Sechs Resolutionen zur Lage der nationalen Minderheiten verabschiedet

57. Jahreskongress der Föderalistischen Union Europäischer Volksgruppen tagte in Moskau

Präsident der FUEV, Hans Heinrich Hansen (r.), bei der Kongresseröffnung im Deutsch-Russischen Haus.
Foto: Andrey Kolobov

Über 170 Vertreter der Europäischen Volksgruppen kamen vom 16. bis 20. Mai in Moskau zum jährlichen Kongress der Föderalistischen Union Europäischer Volksgruppen (FUEV) zusammen. Die Kongressteilnehmer aus Deutschland, Dänemark, Polen, Italien, Österreich, Serbien, den Niederlanden, Ungarn, Belgien, Finnland, Mazedonien, Frankreich, Kroatien, Estland, Lettland, Griechenland, aber auch Russland, Kasachstan und Georgien versammelten sich in der russischen Hauptstadt, um sich mit dem Thema der Sprachenvielfalt auseinanderzusetzen.
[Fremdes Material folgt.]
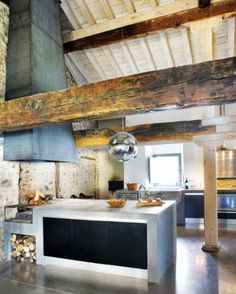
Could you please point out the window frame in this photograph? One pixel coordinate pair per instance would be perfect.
(180, 169)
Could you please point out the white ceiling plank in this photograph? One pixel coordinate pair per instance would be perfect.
(80, 66)
(206, 44)
(161, 10)
(231, 36)
(113, 61)
(130, 6)
(107, 9)
(153, 3)
(186, 44)
(77, 76)
(128, 55)
(166, 49)
(90, 54)
(86, 11)
(147, 53)
(70, 14)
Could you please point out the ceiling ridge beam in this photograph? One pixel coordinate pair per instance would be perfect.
(208, 83)
(140, 24)
(179, 131)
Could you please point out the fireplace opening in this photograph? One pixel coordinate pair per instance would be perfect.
(23, 248)
(39, 198)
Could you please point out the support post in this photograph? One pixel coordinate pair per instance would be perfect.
(210, 198)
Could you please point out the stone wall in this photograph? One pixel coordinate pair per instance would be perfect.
(79, 178)
(36, 176)
(9, 192)
(8, 189)
(59, 179)
(4, 22)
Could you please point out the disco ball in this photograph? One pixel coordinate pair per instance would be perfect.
(122, 146)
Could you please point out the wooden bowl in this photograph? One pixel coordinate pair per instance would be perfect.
(116, 203)
(132, 186)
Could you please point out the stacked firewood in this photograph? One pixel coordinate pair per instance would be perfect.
(24, 248)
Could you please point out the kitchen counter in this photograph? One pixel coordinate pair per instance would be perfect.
(88, 234)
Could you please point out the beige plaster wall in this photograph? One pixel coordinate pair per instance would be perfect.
(108, 169)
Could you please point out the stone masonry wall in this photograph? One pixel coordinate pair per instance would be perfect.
(7, 184)
(4, 22)
(9, 192)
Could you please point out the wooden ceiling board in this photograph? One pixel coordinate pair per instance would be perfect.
(176, 46)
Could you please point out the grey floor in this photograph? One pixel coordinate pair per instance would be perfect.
(194, 272)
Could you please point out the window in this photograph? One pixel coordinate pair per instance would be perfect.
(166, 170)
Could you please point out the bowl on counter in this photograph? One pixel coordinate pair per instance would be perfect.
(133, 186)
(116, 203)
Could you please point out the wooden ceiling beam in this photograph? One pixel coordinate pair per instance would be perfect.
(142, 23)
(182, 131)
(208, 83)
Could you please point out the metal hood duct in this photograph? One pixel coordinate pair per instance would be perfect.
(35, 64)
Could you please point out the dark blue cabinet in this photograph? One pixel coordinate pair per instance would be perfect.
(194, 205)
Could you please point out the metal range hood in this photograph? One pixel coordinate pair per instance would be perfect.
(35, 64)
(226, 163)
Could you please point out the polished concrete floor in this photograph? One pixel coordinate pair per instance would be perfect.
(193, 272)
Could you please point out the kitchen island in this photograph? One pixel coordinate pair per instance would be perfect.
(89, 235)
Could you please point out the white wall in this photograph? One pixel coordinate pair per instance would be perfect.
(136, 170)
(108, 169)
(193, 164)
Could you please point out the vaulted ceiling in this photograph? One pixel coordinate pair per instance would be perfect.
(189, 43)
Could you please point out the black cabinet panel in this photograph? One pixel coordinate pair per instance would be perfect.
(114, 243)
(194, 206)
(90, 241)
(128, 244)
(58, 237)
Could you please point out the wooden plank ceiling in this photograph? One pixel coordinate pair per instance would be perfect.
(192, 42)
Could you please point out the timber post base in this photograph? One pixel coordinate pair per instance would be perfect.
(211, 248)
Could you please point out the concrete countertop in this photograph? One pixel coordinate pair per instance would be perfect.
(98, 208)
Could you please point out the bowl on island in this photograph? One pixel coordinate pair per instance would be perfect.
(133, 186)
(116, 203)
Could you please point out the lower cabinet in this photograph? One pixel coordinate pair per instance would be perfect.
(57, 235)
(114, 243)
(194, 206)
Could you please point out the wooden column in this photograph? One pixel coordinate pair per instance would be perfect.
(210, 198)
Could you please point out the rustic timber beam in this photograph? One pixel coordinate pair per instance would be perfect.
(78, 40)
(181, 131)
(208, 83)
(204, 3)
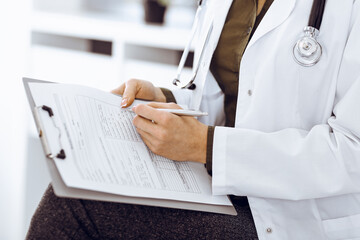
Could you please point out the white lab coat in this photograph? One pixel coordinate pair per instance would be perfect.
(295, 149)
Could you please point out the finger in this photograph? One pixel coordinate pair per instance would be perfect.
(164, 105)
(151, 113)
(146, 137)
(145, 125)
(119, 90)
(131, 88)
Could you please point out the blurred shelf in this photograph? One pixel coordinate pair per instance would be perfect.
(99, 26)
(69, 66)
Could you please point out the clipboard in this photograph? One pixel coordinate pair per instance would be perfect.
(61, 190)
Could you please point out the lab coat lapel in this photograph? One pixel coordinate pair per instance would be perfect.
(279, 11)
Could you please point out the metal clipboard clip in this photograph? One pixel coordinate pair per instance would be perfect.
(42, 135)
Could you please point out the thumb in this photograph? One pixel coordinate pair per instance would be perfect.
(131, 88)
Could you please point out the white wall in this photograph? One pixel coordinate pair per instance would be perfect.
(13, 44)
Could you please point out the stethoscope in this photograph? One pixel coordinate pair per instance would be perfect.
(307, 51)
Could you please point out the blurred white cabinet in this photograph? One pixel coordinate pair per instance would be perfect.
(63, 38)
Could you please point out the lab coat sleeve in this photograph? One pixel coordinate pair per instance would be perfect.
(295, 164)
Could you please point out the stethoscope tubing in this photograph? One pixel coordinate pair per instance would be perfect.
(301, 49)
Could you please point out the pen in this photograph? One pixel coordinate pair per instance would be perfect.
(184, 112)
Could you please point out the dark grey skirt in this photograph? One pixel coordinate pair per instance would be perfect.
(63, 218)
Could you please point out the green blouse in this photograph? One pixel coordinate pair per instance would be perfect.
(241, 22)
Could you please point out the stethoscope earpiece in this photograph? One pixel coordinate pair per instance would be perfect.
(307, 51)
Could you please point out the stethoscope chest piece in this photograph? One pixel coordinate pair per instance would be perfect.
(307, 51)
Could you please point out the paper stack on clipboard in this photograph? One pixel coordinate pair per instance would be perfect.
(94, 152)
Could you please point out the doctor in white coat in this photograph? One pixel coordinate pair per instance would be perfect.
(295, 148)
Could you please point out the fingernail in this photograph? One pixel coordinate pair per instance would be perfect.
(124, 102)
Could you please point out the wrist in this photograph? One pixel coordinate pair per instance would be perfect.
(201, 156)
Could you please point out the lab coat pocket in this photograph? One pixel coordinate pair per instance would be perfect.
(343, 228)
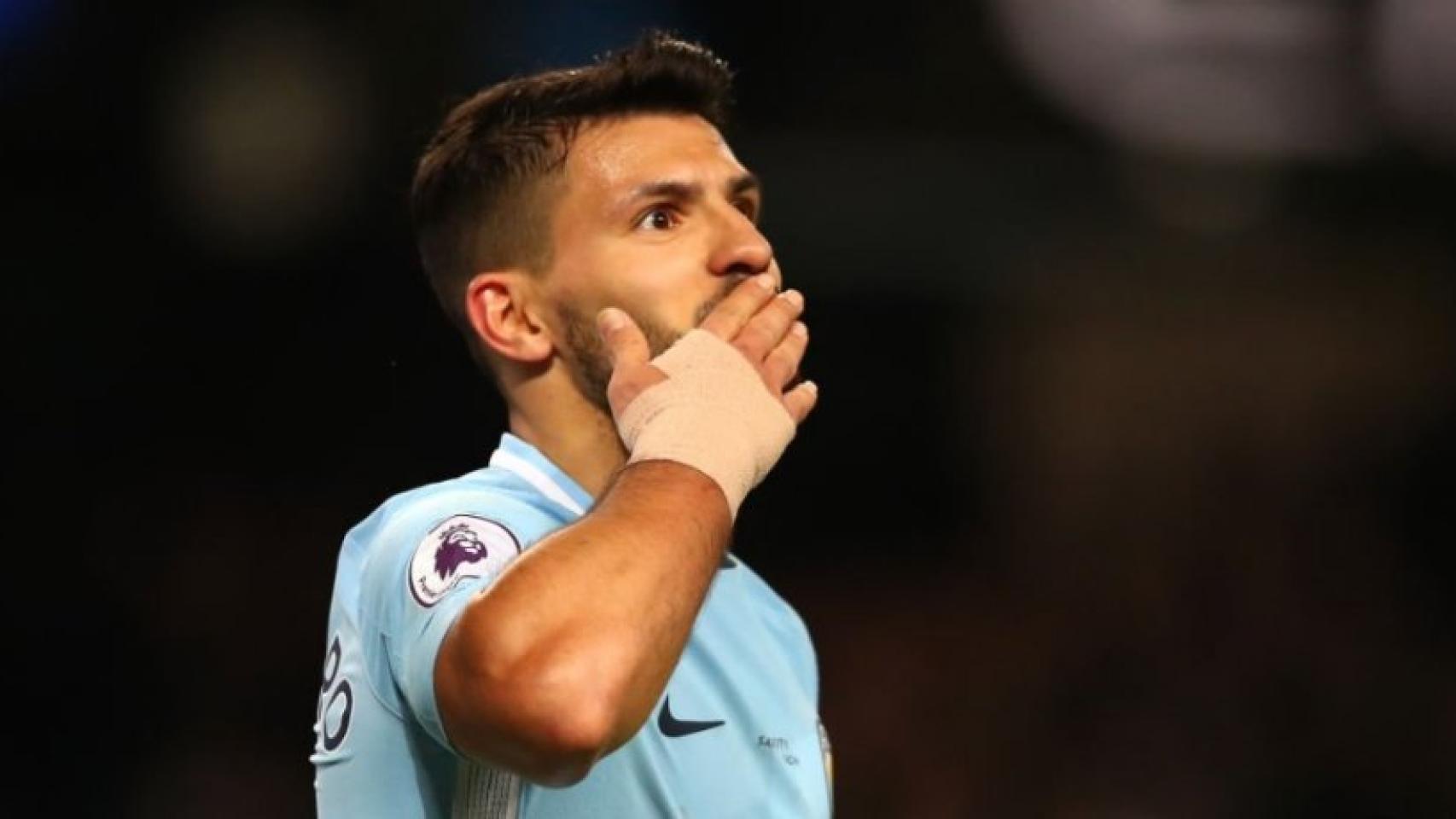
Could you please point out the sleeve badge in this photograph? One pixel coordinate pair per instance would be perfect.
(456, 550)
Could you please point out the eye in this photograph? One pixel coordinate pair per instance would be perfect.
(660, 217)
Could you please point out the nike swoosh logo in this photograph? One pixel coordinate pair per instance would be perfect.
(673, 726)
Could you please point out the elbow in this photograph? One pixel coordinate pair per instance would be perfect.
(546, 722)
(556, 746)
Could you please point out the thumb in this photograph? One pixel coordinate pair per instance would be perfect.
(625, 342)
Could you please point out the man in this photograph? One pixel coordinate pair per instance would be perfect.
(564, 631)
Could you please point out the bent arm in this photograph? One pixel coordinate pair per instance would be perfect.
(562, 659)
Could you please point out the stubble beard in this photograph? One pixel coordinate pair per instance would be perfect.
(585, 354)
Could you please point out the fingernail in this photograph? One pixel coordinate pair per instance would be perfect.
(609, 319)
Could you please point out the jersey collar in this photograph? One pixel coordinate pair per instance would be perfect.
(529, 464)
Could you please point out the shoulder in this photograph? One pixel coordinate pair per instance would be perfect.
(445, 532)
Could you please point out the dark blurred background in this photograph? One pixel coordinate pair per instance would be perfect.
(1127, 495)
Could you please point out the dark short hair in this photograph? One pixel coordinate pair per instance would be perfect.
(480, 197)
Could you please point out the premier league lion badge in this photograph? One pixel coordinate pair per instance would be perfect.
(459, 549)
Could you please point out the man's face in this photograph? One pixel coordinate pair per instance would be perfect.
(657, 218)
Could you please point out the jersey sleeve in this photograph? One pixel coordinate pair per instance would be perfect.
(428, 561)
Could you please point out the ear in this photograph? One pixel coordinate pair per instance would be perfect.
(500, 305)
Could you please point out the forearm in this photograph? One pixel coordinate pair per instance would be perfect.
(591, 620)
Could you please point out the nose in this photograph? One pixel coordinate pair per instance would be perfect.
(742, 247)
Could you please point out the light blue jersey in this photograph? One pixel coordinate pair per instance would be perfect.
(736, 734)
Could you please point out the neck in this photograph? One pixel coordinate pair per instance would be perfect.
(571, 433)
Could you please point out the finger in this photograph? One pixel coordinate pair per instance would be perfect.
(625, 342)
(800, 400)
(783, 361)
(769, 326)
(740, 305)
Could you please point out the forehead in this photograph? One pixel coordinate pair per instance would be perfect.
(618, 154)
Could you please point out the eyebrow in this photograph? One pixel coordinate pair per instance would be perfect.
(690, 191)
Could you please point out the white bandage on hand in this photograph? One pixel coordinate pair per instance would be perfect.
(713, 414)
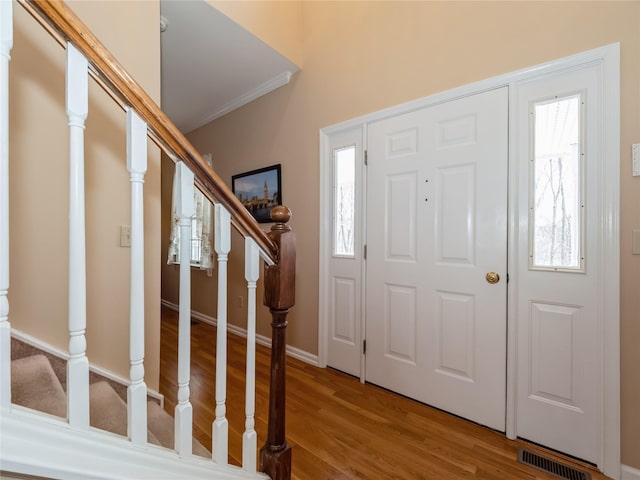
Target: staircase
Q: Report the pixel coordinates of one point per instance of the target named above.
(59, 421)
(38, 385)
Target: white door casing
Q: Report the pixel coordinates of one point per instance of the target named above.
(436, 225)
(559, 311)
(607, 59)
(345, 290)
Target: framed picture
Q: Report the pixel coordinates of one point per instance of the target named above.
(259, 191)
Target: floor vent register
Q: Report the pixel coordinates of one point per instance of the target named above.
(548, 465)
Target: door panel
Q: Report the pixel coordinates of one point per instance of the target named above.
(559, 328)
(344, 343)
(436, 224)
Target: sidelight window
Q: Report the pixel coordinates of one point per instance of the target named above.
(557, 196)
(344, 167)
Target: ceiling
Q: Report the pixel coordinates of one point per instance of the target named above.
(211, 65)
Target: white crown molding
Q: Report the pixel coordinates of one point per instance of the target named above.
(293, 352)
(268, 86)
(56, 352)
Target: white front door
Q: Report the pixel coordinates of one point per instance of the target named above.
(436, 239)
(560, 323)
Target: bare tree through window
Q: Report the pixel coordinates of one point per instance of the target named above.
(557, 202)
(344, 201)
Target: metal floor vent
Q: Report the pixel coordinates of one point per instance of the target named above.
(553, 467)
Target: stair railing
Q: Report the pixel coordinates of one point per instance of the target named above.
(85, 54)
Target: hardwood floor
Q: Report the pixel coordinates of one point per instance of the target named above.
(339, 428)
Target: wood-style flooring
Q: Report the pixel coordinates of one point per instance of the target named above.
(339, 428)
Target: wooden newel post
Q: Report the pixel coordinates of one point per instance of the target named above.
(279, 296)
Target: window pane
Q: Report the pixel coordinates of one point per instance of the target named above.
(556, 211)
(344, 201)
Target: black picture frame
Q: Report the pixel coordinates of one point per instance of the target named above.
(259, 191)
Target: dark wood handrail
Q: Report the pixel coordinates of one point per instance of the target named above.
(65, 26)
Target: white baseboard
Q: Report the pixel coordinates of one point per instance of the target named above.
(293, 352)
(630, 473)
(55, 351)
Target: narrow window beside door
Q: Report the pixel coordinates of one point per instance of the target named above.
(344, 201)
(557, 205)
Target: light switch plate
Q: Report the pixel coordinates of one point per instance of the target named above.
(635, 243)
(635, 159)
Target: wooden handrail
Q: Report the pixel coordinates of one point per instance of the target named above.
(65, 26)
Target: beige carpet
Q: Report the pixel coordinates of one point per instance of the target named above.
(36, 384)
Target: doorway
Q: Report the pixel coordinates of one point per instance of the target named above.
(562, 350)
(436, 301)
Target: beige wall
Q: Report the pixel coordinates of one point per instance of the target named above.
(360, 57)
(278, 24)
(40, 186)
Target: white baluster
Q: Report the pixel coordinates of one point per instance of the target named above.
(184, 411)
(137, 390)
(220, 428)
(78, 364)
(6, 43)
(250, 437)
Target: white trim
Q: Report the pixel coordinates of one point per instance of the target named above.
(610, 262)
(57, 352)
(104, 455)
(630, 473)
(268, 86)
(293, 352)
(609, 57)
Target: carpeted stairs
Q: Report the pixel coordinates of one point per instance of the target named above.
(37, 382)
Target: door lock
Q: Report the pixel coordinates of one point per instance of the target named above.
(492, 277)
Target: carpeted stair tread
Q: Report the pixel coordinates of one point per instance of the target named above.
(34, 385)
(107, 410)
(161, 424)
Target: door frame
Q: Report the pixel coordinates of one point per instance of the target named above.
(608, 59)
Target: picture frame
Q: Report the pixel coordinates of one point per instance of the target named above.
(259, 191)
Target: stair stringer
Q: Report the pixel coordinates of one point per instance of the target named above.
(41, 445)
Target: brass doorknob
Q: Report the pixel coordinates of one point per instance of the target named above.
(492, 277)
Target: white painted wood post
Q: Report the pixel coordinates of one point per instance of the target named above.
(6, 43)
(137, 390)
(184, 411)
(250, 436)
(220, 427)
(78, 364)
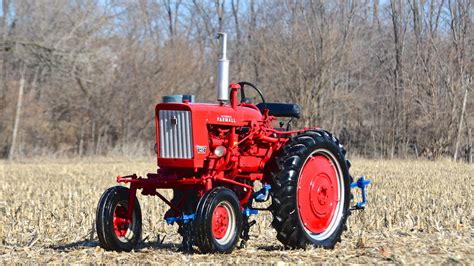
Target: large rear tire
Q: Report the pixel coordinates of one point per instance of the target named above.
(113, 229)
(311, 191)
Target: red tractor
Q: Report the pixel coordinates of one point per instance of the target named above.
(211, 155)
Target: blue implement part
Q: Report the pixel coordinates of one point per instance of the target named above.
(247, 212)
(361, 183)
(262, 194)
(184, 218)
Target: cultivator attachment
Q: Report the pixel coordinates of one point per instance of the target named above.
(361, 183)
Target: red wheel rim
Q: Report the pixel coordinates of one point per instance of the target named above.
(318, 193)
(120, 221)
(220, 222)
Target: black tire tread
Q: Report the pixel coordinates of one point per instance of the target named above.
(284, 173)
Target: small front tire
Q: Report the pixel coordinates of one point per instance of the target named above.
(114, 231)
(218, 221)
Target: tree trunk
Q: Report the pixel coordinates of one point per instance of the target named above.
(460, 125)
(17, 115)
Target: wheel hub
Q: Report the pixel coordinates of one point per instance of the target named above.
(220, 222)
(317, 194)
(120, 221)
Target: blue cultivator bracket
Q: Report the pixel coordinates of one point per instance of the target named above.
(360, 183)
(184, 219)
(262, 194)
(247, 212)
(259, 196)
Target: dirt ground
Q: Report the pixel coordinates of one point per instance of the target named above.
(417, 212)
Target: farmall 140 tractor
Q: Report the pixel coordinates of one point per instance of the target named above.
(211, 155)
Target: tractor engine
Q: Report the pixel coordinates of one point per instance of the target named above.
(198, 135)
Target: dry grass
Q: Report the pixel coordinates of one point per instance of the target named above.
(417, 212)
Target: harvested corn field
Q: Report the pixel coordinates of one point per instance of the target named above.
(417, 212)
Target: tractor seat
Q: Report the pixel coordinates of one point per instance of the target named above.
(281, 109)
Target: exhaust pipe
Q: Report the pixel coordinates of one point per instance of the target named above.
(223, 71)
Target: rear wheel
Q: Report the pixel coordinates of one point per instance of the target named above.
(218, 221)
(113, 229)
(311, 191)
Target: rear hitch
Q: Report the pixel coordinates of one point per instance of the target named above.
(361, 183)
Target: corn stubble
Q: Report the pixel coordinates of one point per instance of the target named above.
(418, 211)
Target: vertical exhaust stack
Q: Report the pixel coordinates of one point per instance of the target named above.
(223, 71)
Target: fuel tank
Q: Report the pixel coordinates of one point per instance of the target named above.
(182, 130)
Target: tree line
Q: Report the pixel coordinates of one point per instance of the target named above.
(392, 79)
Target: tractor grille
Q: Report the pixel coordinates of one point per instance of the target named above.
(175, 134)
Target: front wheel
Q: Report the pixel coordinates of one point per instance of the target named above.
(113, 229)
(311, 194)
(218, 221)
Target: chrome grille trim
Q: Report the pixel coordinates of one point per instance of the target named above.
(176, 134)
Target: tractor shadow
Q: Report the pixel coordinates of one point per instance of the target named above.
(75, 245)
(84, 244)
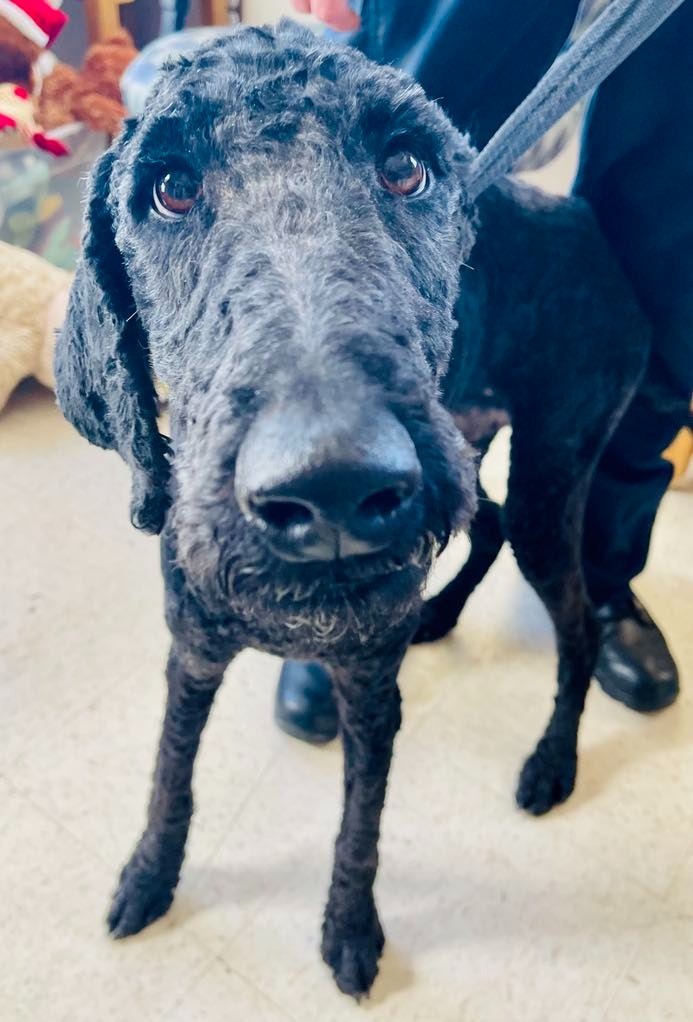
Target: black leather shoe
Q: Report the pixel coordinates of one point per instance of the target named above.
(634, 664)
(305, 704)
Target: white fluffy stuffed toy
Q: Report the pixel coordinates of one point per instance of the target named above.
(33, 302)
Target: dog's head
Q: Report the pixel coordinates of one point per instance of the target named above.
(278, 239)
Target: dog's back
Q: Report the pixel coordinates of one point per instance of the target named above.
(545, 312)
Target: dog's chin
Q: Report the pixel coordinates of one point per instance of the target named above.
(306, 609)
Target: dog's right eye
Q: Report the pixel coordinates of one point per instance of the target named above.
(175, 193)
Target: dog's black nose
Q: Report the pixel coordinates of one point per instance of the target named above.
(324, 490)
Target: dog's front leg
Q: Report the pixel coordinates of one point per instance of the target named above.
(368, 702)
(148, 881)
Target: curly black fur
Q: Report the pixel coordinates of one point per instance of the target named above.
(298, 273)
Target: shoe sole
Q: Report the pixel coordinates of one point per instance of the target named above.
(311, 737)
(665, 696)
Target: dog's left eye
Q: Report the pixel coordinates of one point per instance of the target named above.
(404, 174)
(175, 193)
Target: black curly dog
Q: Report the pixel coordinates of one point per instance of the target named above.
(279, 239)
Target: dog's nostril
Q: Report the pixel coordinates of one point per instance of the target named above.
(282, 514)
(382, 504)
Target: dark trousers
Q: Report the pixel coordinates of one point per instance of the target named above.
(479, 58)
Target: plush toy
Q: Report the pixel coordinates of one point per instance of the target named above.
(27, 27)
(33, 302)
(93, 94)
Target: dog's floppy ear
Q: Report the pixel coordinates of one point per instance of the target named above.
(103, 381)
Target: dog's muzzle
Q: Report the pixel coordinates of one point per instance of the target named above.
(326, 486)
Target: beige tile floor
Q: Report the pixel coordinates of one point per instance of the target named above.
(586, 916)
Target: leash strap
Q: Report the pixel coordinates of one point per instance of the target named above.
(608, 41)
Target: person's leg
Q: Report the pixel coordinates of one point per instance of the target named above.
(636, 171)
(478, 58)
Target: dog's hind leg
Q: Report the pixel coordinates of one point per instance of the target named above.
(368, 702)
(440, 613)
(147, 882)
(544, 512)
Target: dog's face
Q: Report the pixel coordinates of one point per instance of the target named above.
(288, 227)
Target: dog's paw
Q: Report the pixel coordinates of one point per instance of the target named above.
(547, 778)
(354, 958)
(140, 898)
(435, 621)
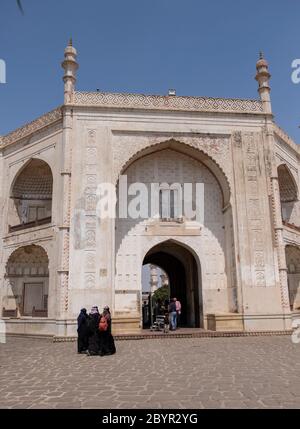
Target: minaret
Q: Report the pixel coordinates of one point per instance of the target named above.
(153, 278)
(263, 77)
(70, 67)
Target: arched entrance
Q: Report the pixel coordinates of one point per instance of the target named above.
(31, 196)
(293, 271)
(27, 283)
(184, 280)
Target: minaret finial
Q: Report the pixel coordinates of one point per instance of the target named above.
(70, 67)
(263, 79)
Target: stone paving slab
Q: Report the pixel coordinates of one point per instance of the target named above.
(237, 372)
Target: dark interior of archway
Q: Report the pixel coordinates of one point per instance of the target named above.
(177, 280)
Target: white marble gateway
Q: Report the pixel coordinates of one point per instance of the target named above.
(237, 269)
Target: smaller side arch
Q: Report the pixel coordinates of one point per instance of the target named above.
(288, 188)
(26, 282)
(31, 195)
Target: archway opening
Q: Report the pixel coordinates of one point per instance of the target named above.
(31, 196)
(182, 271)
(26, 283)
(293, 270)
(288, 196)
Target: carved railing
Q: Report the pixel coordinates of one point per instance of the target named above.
(291, 225)
(164, 102)
(9, 313)
(39, 313)
(37, 222)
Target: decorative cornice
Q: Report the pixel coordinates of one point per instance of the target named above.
(36, 125)
(286, 138)
(160, 102)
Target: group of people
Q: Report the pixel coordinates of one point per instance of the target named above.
(171, 311)
(94, 332)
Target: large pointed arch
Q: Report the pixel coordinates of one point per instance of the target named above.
(187, 149)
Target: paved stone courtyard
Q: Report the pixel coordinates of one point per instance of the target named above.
(247, 372)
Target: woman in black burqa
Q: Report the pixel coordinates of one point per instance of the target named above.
(93, 328)
(82, 330)
(107, 344)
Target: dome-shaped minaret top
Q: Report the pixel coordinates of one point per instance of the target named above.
(70, 67)
(263, 77)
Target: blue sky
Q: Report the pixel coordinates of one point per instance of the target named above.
(199, 47)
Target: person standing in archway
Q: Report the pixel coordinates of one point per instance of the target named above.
(173, 314)
(82, 330)
(178, 311)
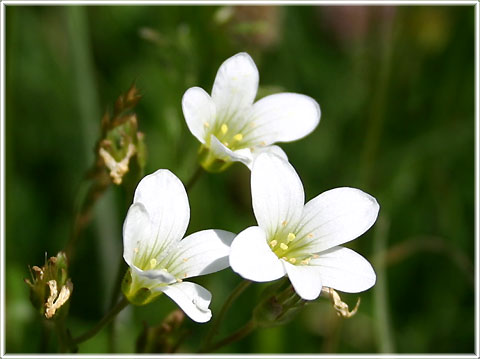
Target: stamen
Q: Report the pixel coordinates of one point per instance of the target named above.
(153, 263)
(224, 128)
(238, 137)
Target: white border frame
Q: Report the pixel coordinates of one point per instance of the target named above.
(4, 3)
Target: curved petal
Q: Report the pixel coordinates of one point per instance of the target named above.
(201, 253)
(273, 149)
(345, 270)
(136, 234)
(277, 193)
(199, 112)
(335, 217)
(222, 152)
(166, 203)
(282, 117)
(152, 277)
(192, 298)
(235, 85)
(252, 258)
(305, 279)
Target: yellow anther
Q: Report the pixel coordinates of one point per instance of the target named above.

Das Demokratische Forum der Deutschen in Rumänien war durch Geschäftsführerin Anita Pavel sowie den Geschäftsführer des Siebenbürgenforums, Benjamin Józsa, vertreten.

Die Wahl von Moskau als Austragungsort des Kongresses sollte einerseits die besondere Stellung Russlands auf der Karte der europäischen Volksgruppen unterstreichen: Im Riesenreich leben nicht nur rund 190 Minderheiten und Nationalitäten, sondern werden auch über 230 Sprachen gesprochen. Andererseits geschah es, um die russische Regierung auf die seit drei Jahren andauernden Verhandlungen zwischen dem Europarat und der Russischen Föderation über die Ratifizierung der Europäischen Sprachencharta aufmerksam zu machen. Die Situation der nationalen Minderheiten in Russland stand gesondert beim zweiten Themenschwerpunkt unter dem Motto „Russland – der unbekannte Vielvölkerstaat“ im Mittelpunkt. Auf Grundlage der Diskussionen und Referate bildete sich während des Kongresses eine ad-hoc-Arbeitsgruppe, die eine Kongressstellungnahme erarbeitet hat. Diese fordert die Regierung in Moskau unter anderem auf, die bereits in großer Zahl vorliegenden Gesetze zum Schutz und zur Förderung der Nationalitäten, Minderheiten und Sprachen nun auch in der Praxis umzusetzen.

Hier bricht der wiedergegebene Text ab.